Acoustic modeling using a two-level decision tree in a...

Data processing: speech signal processing – linguistics – language – Speech signal processing – Recognition

Reexamination Certificate

Rate now

  [ 0.00 ] – not rated yet Voters 0   Comments 0

Details

C704S256000

Reexamination Certificate

active

06789063

ABSTRACT:

BACKGROUND OF THE INVENTION
1. Technical Field of the Invention
The present invention relates to speech recognition and, more particularly, to a speech recognition system with a two-level decision tree.
2. Background Art
In large vocabulary continuous speech recognition systems, context-dependent phones, typically triphones, and continuous density HMM models are often used to get high accuracy acoustic models. The huge number of triphones and multivariate Gaussian mixture distributions results in too many parameters in a system. It is a problem to maintain a good balance between the model complexity and the number of parameters that can be robustly estimated from the limited training data. The use of phonetic decision trees provides a good solution to this problem. It has two advantages over the bottom-up based approaches. First, by incorporating the phonetic knowledge of the target language into the tree, it can synthesize unseen models or contexts, which do not appear in the training data but occur during recognition.
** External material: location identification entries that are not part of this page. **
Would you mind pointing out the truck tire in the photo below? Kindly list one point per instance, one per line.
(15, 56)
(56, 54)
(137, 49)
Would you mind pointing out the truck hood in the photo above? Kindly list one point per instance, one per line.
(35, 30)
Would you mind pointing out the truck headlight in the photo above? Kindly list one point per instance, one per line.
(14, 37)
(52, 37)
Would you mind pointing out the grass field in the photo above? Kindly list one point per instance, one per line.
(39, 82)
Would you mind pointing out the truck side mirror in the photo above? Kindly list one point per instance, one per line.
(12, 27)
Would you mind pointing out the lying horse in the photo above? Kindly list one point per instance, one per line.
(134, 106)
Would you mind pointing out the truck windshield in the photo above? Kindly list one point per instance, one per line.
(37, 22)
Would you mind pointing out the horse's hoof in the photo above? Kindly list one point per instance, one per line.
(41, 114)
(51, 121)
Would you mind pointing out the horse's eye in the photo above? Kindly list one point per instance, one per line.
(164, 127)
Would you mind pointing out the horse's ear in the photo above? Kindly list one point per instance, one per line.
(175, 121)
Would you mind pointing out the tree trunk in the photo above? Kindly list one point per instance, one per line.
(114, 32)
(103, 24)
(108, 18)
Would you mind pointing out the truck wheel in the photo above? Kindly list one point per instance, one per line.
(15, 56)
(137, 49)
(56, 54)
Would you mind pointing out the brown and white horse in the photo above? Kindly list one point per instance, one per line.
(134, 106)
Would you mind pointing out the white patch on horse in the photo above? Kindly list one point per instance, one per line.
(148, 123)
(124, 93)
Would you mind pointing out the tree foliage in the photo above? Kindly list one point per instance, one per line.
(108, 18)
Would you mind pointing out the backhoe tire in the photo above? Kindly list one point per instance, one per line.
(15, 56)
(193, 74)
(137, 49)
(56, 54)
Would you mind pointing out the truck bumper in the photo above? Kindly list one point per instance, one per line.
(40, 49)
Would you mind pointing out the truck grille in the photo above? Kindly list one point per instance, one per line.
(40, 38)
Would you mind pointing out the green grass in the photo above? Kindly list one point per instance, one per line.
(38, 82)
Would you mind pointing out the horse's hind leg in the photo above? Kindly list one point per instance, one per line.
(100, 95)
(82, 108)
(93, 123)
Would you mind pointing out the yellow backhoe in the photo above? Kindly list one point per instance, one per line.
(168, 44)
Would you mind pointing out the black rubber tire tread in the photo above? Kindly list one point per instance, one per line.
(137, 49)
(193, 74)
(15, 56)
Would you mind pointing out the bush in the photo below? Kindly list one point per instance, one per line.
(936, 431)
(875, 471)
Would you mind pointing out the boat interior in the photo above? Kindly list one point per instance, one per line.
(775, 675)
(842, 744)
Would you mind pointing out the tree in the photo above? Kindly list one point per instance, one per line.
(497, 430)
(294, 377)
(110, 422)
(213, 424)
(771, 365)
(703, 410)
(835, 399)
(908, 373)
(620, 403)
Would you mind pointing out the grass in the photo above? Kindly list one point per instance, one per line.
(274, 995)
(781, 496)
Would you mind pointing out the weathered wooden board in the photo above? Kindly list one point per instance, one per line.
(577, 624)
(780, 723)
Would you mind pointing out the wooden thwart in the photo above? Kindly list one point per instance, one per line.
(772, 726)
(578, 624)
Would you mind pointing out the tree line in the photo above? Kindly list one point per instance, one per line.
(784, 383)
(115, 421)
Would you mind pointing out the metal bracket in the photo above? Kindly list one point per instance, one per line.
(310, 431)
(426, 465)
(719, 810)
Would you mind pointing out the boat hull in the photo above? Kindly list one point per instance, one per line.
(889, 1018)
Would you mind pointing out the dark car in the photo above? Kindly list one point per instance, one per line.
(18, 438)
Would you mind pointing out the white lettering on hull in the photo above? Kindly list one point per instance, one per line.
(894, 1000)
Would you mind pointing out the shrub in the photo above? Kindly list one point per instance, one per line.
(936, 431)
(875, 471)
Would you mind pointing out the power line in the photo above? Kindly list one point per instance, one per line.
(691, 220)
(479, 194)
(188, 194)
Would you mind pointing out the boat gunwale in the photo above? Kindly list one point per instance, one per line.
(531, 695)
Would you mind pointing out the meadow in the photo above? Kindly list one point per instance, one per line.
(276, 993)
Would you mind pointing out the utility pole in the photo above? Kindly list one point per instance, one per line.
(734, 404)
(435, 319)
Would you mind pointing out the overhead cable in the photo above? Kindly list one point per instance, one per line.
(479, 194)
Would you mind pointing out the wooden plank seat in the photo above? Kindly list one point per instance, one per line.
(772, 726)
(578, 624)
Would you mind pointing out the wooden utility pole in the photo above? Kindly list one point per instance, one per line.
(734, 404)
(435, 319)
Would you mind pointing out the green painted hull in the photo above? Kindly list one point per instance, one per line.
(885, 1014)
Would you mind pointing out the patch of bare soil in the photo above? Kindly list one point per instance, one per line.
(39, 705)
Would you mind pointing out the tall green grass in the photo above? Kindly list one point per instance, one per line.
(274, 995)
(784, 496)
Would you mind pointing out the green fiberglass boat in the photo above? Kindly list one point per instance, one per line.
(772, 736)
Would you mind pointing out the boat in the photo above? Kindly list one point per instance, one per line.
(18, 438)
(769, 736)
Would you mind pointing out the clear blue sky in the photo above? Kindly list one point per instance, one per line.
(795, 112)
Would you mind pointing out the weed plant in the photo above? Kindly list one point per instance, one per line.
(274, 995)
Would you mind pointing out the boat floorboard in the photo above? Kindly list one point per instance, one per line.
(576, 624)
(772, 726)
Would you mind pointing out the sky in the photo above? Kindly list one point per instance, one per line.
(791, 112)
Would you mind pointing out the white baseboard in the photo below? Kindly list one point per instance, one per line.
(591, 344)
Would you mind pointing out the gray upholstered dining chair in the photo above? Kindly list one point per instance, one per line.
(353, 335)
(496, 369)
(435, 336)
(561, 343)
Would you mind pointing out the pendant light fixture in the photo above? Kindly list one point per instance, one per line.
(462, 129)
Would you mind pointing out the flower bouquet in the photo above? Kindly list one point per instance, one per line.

Second, the splitting procedure of decision trees provides a way of maintaining the model complexity and the number of parameters to be robustly estimated.
A phonetic decision tree is a type of classification and regression tree (CART). In decision-tree based acoustic modeling, phonetic decision trees are constructed either for each phone model or for each HMM state of each phone. Since the state-based approach provides a more detailed level of sharing and outperforms the model-based approach, the state-based approach is widely used. The phonetic decision tree is a binary tree in which a yes-no question about the phonetic context is attached to each node. An example question is “Is the phone on the right of the current phone a vowel?” A set of states can be recursively partitioned into subsets according to the answers to the questions at each node when traversing the tree from the root node to its leaf nodes. All states that reach the same leaf nodes are considered similar and are clustered together. The question set can be either manually pre-defined using linguistic and phonetic knowledge of the language, or automatically generated.
The tree construction is a top-down data driven process based on a one-step greedy tree growing algorithm. The goodness-of-split criterion is based on maximum likelihood (ML) of the training data. Initially all corresponding HMM states of all triphones that share the same basic phone are pooled in the root node and the log-likelihood of the training data is calculated based on the assumption that all the states in the node are tied. This node is then split into two by the question that gives the maximum increase in log-likelihood of the training data when partitioning the states in the node. This process is repeated until the increase falls below a threshold. To ensure that each leaf node has sufficient training data to robustly estimate the state, a minimum data count for the leaf node is also applied.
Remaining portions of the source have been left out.